This is why I’m usually cold, why I have to do odd jobs for contractors and why I’m always short of cash.

I had to beg my friend Todd to let me use his dad’s crappy little abandoned trailer, which is rusting away on the edge of a field with no hookups of any kind. I got a gas lantern and a portable propane heater from Walmart—winter lasts about eight months in the Catskills—and there’s a thin little bed or couch thingy bolted to an inside wall that I sleep on. I don’t cook anything in there and I do my personal business outdoors, like people did in the old days. So yeah, I paid alright. I’m still paying.

Suddenly I snap back from these fond memories and look down at the rock in my hand. It seems to solidify and grow larger as I stare. Fuck it, I think, and I throw the rock hard toward the window, which splinters. I brace myself for a shrieking alarm but there is no alarm sound at all and now the buzzing stops, too. I have to take a second to reorient myself to the quiet. Then I walk over to the splintered window, lift my right leg, and test the glass with my boot. The glass bulges inward as I push, so I kick out enough of it to reach in and unlatch the window. Then I climb down into the room.
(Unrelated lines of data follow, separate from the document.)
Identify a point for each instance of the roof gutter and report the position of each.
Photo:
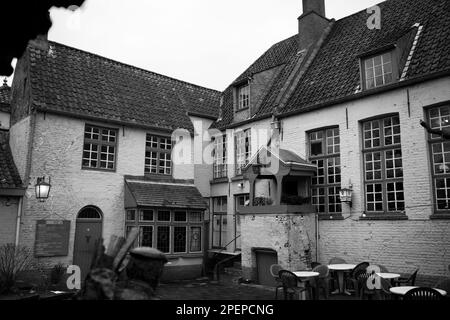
(361, 95)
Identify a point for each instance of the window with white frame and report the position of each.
(439, 119)
(324, 149)
(243, 150)
(170, 231)
(220, 157)
(378, 70)
(100, 147)
(243, 97)
(383, 166)
(158, 155)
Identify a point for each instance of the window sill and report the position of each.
(384, 217)
(440, 216)
(238, 178)
(219, 181)
(331, 217)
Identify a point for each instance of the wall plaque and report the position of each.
(52, 238)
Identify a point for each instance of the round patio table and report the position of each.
(341, 269)
(401, 291)
(388, 275)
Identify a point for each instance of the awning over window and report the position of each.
(168, 194)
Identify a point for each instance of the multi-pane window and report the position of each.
(243, 150)
(324, 148)
(378, 70)
(100, 146)
(170, 231)
(158, 155)
(243, 97)
(220, 222)
(220, 157)
(383, 166)
(439, 119)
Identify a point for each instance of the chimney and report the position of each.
(312, 23)
(314, 5)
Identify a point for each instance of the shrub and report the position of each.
(57, 274)
(13, 260)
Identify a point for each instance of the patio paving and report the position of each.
(227, 289)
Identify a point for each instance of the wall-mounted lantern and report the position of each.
(346, 195)
(42, 189)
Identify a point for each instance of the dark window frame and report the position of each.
(172, 224)
(159, 150)
(382, 149)
(433, 140)
(326, 156)
(99, 143)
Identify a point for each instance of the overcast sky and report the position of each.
(206, 42)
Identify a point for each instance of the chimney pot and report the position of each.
(317, 6)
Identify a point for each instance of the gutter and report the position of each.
(364, 94)
(19, 220)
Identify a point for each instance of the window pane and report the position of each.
(196, 239)
(146, 215)
(131, 215)
(179, 241)
(180, 216)
(164, 216)
(146, 236)
(163, 239)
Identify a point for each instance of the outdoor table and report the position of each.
(341, 269)
(401, 291)
(305, 275)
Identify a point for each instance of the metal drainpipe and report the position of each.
(19, 218)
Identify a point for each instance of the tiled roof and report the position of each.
(72, 81)
(5, 96)
(9, 176)
(166, 194)
(335, 71)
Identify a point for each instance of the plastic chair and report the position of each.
(333, 274)
(290, 284)
(353, 277)
(274, 271)
(420, 294)
(444, 285)
(321, 282)
(411, 281)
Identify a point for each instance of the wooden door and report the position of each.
(87, 233)
(265, 259)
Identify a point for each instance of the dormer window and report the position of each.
(378, 70)
(243, 97)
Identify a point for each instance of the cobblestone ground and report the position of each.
(227, 289)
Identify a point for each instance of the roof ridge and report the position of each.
(127, 65)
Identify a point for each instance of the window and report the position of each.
(220, 222)
(439, 119)
(220, 157)
(324, 146)
(243, 150)
(158, 155)
(243, 97)
(383, 166)
(170, 231)
(99, 151)
(378, 70)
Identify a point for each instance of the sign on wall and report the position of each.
(52, 238)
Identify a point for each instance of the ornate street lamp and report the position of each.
(346, 195)
(42, 189)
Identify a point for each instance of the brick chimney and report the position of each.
(312, 23)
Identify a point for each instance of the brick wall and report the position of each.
(399, 245)
(8, 219)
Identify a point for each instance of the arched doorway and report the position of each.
(87, 232)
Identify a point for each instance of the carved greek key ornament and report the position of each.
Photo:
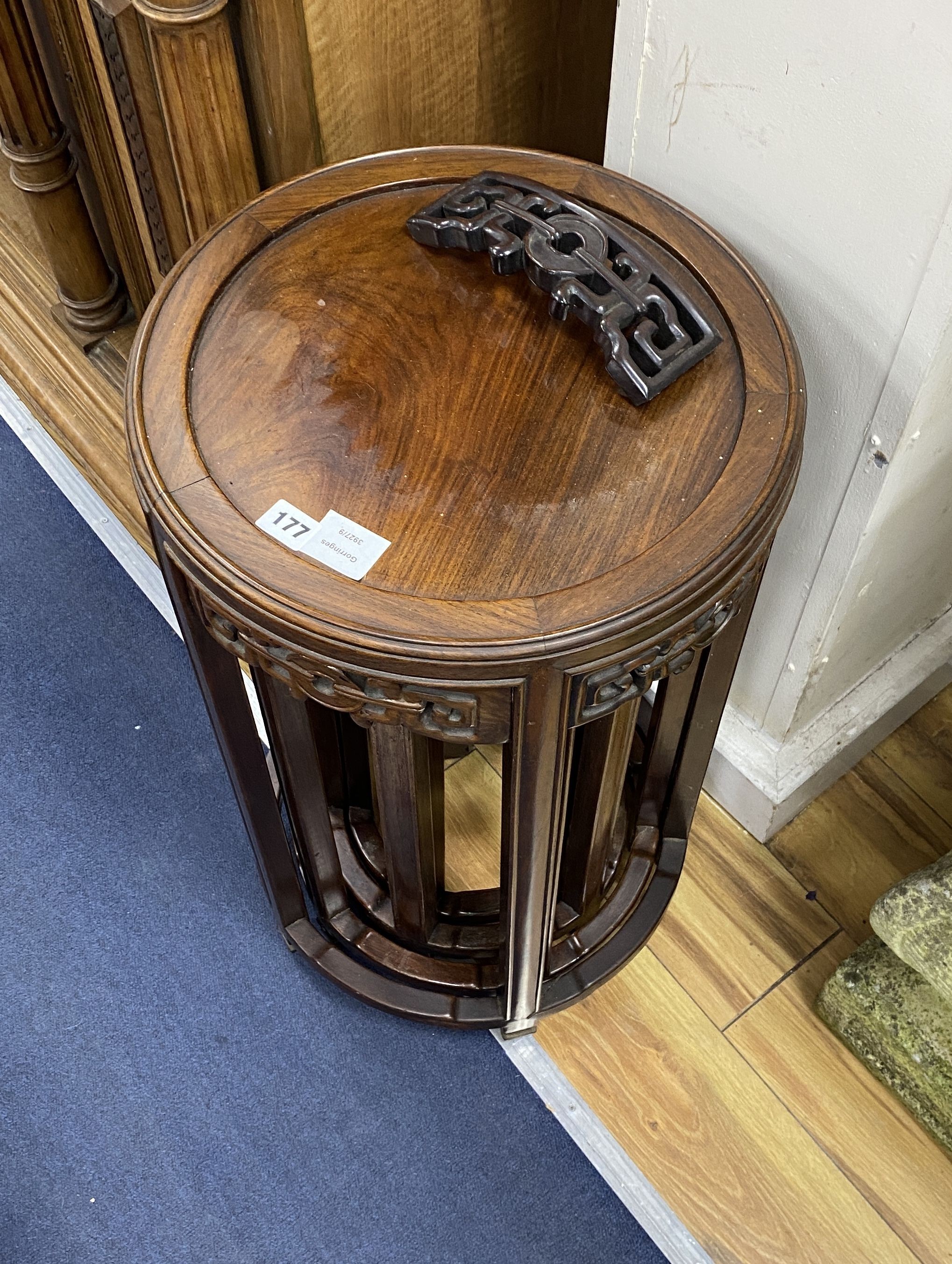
(645, 324)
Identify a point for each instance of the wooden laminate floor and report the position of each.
(703, 1056)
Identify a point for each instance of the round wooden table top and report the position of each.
(310, 350)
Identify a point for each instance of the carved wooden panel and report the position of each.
(203, 108)
(601, 692)
(131, 76)
(448, 714)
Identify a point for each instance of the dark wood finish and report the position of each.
(299, 768)
(555, 554)
(407, 778)
(203, 108)
(605, 748)
(219, 679)
(37, 144)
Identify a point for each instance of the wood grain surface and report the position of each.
(732, 1162)
(739, 922)
(724, 1187)
(505, 524)
(411, 72)
(853, 843)
(864, 1129)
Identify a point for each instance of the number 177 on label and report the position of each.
(289, 525)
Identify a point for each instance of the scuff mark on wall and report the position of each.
(681, 90)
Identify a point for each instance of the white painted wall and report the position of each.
(818, 138)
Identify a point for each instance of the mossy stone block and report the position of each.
(915, 918)
(899, 1027)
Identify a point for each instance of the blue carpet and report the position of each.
(174, 1084)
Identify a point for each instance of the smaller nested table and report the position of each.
(575, 515)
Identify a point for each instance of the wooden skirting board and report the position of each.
(703, 1057)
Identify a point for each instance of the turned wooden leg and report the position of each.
(602, 765)
(35, 139)
(220, 682)
(534, 784)
(407, 771)
(203, 108)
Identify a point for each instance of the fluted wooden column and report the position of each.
(32, 136)
(203, 108)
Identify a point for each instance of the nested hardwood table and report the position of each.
(578, 515)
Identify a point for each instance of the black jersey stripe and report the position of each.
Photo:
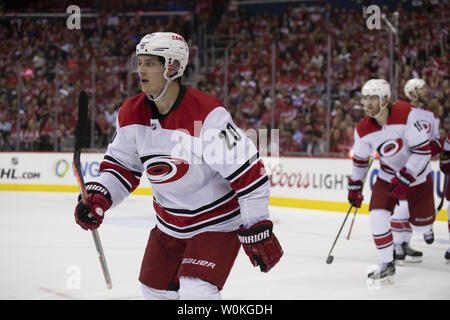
(119, 177)
(219, 201)
(253, 186)
(199, 226)
(113, 160)
(242, 168)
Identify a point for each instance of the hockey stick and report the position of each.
(79, 135)
(356, 211)
(330, 258)
(444, 192)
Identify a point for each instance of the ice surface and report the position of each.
(45, 255)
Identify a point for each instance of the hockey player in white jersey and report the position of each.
(210, 189)
(444, 163)
(417, 92)
(395, 131)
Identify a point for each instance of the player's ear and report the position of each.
(173, 68)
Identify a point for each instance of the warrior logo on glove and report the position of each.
(261, 245)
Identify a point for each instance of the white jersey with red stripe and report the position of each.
(431, 124)
(205, 173)
(447, 142)
(402, 142)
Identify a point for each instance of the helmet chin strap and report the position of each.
(381, 108)
(162, 92)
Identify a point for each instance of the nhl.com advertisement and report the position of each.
(302, 182)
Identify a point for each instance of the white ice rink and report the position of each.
(44, 254)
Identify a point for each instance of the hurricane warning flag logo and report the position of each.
(164, 168)
(390, 148)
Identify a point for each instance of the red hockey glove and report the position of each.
(261, 245)
(436, 146)
(355, 196)
(444, 162)
(400, 184)
(99, 200)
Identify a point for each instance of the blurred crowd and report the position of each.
(50, 64)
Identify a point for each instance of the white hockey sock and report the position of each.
(155, 294)
(448, 218)
(401, 229)
(197, 289)
(382, 235)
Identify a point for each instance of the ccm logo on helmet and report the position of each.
(390, 148)
(425, 125)
(165, 169)
(178, 38)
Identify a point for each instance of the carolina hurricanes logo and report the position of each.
(426, 125)
(390, 148)
(165, 169)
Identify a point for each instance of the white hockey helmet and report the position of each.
(377, 87)
(411, 85)
(169, 45)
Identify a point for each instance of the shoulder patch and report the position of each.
(193, 111)
(366, 126)
(399, 113)
(134, 111)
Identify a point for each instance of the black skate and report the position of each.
(382, 275)
(407, 254)
(429, 237)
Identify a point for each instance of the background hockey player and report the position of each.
(206, 204)
(396, 133)
(417, 92)
(444, 164)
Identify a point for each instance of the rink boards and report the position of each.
(298, 182)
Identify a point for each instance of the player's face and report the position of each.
(151, 74)
(371, 105)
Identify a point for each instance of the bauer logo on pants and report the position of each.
(202, 263)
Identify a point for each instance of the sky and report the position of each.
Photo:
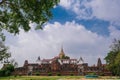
(85, 28)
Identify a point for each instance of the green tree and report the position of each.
(4, 54)
(18, 14)
(113, 58)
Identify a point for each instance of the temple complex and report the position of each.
(61, 65)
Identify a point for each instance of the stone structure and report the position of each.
(61, 65)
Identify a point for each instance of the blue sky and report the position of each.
(98, 26)
(85, 28)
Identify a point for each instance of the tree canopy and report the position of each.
(113, 58)
(18, 14)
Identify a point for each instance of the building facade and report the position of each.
(61, 65)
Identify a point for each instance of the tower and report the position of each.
(61, 54)
(99, 63)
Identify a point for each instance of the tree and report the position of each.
(18, 14)
(113, 58)
(4, 54)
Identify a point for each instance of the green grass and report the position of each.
(40, 77)
(54, 78)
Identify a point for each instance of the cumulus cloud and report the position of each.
(76, 39)
(101, 9)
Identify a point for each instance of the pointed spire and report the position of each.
(61, 54)
(99, 63)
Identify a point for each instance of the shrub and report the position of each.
(37, 73)
(49, 74)
(71, 74)
(93, 73)
(101, 74)
(58, 74)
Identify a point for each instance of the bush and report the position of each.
(93, 73)
(2, 73)
(58, 74)
(49, 74)
(101, 74)
(37, 73)
(71, 74)
(7, 73)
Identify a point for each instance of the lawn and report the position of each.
(55, 78)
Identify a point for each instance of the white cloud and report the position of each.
(76, 39)
(102, 9)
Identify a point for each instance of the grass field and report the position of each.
(55, 78)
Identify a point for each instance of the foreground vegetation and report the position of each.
(53, 78)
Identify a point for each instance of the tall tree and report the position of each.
(4, 53)
(113, 58)
(18, 14)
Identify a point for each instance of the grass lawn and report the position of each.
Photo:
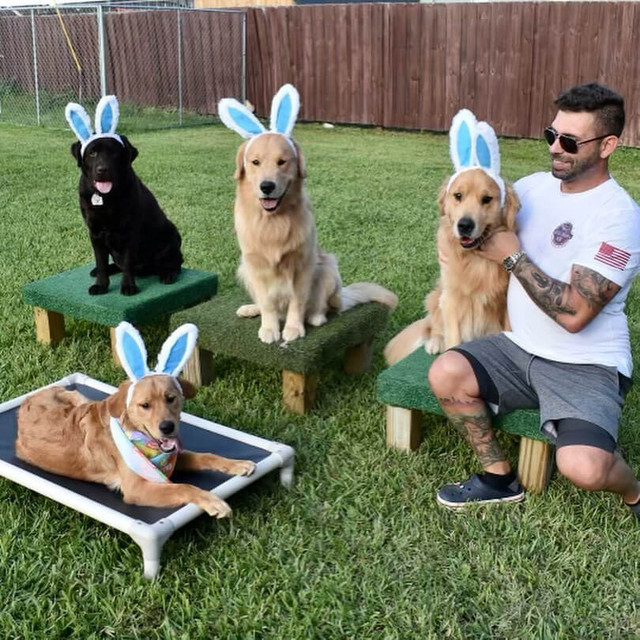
(358, 548)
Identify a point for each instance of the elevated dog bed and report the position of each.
(67, 294)
(150, 527)
(347, 335)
I stare at the treadmill. It’s a big steel machine that looks like it weighs a ton. It also looks like it cost a lot, with a large touchscreen and speakers built right into it. I check around for a switch to turn it on but don’t see one. Then I notice the weights against the wall so I go over there and pick one up. It’s a 20-pound hand weight. This isn’t so heavy, I think. Maybe the guy who owns this place isn’t that serious about working out. Not that I am myself.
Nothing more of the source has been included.